The lack of available suitable health services and/or the need for parental consent places SBYHN in a precarious position. They have a young person in need who cannot access necessary assistance. More than half of the respondents had experienced this and felt that they had operated outside their prescribed scope of practice.

Nurses must practice in a safe and competent manner and are responsible for maintaining the competence necessary for current practice28. SBYHN in rural and remote areas can find themselves in a difficult position. They have the trust of a young person who informs them of a potentially life threatening situation, but have neither access to appropriate healthcare for that person, nor the necessary skill to manage, sometimes even in the short term, the person's immediate healthcare needs.

Conclusions and recommendations

Introducing SBYHN into State high schools has provided young people with non-restrictive, confidential access to a health professional, supporting and referring young people with Queensland's key adolescent health concerns. However, their effectiveness is often restricted by limited access to appropriate referral services. Many services are unavailable locally, or only on a visiting basis, challenging SBYHN to support a young person until an appropriate appointment is available, the service visits the town or the young person agrees to access the service. SBYHN are in a position where their practice may extend beyond their scope, a situation which places both the client and the nurse in a vulnerable situation.

To address the gap between SBYHN scope of practice and young people's needs in provincial and, rural and remote areas, the role and scope of SBYHN requires further debate. It must be recognized that SBYHN are practicing at an advanced level and that a broad and comprehensive educational preparation is needed to enable these nurses to meet the wide range of health needs identified.

In addition, the role of the SBYHN in identifying health problems among young people, and facilitating access to referral services cannot be over emphasized. In many ways SBYHN act as a community based medium through which young people can express their health concerns in a safe environment and be enabled to seek further assistance if necessary. However, appropriate services are not always available.

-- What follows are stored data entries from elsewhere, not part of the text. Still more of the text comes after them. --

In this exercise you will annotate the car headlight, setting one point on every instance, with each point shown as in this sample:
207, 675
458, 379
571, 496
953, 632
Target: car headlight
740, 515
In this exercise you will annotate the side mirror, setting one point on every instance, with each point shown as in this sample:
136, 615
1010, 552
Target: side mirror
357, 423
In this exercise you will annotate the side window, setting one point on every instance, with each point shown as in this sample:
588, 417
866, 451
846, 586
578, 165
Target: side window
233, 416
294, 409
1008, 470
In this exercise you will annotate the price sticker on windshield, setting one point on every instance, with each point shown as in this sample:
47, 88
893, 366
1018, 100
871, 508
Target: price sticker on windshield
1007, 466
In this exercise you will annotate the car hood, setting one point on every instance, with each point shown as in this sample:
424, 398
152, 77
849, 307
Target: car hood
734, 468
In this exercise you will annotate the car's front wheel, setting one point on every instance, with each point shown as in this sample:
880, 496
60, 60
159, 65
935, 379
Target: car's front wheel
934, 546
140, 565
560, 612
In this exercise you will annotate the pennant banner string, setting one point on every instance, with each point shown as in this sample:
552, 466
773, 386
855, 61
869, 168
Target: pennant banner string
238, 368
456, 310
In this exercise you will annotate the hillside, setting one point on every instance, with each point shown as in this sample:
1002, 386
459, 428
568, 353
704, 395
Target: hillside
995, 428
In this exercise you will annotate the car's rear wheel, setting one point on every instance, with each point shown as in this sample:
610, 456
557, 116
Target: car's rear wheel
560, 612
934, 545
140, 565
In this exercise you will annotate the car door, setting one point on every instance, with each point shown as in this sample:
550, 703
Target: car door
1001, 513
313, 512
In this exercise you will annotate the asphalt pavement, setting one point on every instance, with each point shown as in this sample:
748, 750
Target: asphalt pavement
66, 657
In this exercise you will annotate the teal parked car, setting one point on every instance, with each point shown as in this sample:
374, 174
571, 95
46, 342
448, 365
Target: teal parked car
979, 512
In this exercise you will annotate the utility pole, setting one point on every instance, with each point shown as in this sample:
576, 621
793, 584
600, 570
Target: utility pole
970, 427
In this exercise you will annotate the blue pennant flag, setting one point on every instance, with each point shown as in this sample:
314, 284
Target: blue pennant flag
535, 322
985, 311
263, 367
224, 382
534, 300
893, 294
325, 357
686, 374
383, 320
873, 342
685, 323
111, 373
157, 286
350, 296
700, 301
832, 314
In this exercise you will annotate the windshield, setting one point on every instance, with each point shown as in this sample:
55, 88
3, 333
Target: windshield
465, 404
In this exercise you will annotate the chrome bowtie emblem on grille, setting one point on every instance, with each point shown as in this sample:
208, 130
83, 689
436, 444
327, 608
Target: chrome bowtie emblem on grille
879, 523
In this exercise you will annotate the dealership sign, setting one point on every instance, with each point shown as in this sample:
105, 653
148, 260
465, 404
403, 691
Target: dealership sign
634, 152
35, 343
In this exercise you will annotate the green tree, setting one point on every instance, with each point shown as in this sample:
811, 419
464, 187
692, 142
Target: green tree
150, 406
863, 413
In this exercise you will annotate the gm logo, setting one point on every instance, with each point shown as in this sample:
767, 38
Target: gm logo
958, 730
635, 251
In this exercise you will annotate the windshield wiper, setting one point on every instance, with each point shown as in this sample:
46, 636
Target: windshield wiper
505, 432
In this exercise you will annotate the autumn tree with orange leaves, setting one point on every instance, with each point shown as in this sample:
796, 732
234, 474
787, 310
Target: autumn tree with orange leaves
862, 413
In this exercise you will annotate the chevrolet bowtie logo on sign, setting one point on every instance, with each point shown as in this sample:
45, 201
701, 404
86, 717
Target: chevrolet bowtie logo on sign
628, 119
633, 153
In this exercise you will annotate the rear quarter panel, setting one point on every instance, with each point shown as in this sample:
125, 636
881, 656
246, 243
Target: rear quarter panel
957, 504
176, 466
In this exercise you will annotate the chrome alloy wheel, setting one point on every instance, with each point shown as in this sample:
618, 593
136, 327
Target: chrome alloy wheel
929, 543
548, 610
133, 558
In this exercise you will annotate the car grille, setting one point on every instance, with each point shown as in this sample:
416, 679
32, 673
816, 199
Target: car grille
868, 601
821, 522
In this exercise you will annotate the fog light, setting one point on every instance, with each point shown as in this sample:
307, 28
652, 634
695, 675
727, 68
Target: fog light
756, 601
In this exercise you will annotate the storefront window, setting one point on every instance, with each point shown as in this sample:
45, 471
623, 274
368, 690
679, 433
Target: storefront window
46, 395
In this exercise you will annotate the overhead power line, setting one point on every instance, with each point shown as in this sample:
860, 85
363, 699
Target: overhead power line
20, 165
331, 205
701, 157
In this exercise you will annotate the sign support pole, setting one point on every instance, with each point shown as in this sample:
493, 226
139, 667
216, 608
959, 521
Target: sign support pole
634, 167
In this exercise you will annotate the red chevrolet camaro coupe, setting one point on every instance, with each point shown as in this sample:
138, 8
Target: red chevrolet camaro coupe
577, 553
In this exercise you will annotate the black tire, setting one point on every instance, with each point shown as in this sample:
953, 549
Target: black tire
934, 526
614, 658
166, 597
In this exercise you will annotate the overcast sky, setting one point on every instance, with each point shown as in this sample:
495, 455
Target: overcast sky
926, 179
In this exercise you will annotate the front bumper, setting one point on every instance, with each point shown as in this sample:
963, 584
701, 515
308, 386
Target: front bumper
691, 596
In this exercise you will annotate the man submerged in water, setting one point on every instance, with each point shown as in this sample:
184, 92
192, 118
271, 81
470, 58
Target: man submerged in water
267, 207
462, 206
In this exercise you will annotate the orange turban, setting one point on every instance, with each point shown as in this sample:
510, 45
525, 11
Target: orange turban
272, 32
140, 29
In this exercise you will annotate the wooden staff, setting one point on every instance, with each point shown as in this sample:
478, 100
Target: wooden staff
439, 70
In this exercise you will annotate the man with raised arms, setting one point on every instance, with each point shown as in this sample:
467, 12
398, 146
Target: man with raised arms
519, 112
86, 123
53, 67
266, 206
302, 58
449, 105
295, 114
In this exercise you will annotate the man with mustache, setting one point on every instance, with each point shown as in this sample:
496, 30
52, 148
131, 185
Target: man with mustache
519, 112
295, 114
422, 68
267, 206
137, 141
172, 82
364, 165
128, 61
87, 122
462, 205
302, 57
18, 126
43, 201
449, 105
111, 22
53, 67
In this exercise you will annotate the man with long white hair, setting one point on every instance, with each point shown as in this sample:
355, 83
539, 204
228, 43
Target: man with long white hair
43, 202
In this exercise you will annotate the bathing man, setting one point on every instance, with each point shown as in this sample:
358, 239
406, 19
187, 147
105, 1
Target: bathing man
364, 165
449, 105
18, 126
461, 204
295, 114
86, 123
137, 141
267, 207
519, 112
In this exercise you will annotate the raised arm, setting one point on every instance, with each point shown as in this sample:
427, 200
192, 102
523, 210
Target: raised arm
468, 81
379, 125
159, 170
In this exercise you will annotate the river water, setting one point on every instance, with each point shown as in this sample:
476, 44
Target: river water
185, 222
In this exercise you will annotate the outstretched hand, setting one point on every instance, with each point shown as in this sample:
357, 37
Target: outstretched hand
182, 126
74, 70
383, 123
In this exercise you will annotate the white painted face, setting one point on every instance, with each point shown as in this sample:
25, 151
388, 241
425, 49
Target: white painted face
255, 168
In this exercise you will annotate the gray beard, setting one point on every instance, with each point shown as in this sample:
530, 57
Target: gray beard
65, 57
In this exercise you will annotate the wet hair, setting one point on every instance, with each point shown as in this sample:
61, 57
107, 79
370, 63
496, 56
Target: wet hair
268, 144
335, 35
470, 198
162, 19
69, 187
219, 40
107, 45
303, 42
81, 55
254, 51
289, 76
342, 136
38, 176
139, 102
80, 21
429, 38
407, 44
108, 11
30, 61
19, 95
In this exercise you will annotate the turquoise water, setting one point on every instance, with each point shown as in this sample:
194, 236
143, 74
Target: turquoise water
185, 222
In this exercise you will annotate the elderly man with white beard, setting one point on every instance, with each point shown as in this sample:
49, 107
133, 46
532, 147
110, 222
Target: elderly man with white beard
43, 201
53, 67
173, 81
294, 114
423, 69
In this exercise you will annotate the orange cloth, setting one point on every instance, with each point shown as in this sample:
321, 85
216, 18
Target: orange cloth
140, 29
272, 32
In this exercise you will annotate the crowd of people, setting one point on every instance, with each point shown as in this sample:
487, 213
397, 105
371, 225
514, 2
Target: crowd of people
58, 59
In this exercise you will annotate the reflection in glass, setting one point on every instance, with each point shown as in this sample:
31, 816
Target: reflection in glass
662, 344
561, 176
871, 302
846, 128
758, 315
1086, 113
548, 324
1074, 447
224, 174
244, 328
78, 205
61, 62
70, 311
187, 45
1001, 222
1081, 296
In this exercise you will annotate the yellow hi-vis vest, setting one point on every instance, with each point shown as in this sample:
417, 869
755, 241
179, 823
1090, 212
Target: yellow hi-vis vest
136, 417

Therefore, the availability of services in rural and remote regions needs consideration. As rural youth are more vulnerable to a number of health concerns, it is imperative that services are available for them. In addition, the issue of parental consent remains a barrier to young people seeking health services and it may be timely for the community to debate this issue. SBYHN are in an ideal position promote health and provide advice to young people, and with adequate referral services would contribute significantly to the improved health of this population.


This is a novel nursing role. Previous research has not examined the referral role of SBYHN in provincial, rural and remote areas. The sample for this study was small. However, the response rate was good, 62%, and representative of SBYHN in Queensland. The instrument used, a self report questionnaire, could have limitations; however the tool was based on previous work with metropolitan and provincial SBYHN and validated by a panel of experts. These points need to be considered when considering the findings.


This study was supported by a grant from the Queensland University of Technology, Scholarship in the Professions and we thank them for their financial assistance. The authors would like to acknowledge and thank the School Based Youth Health Nurses who participated in this study.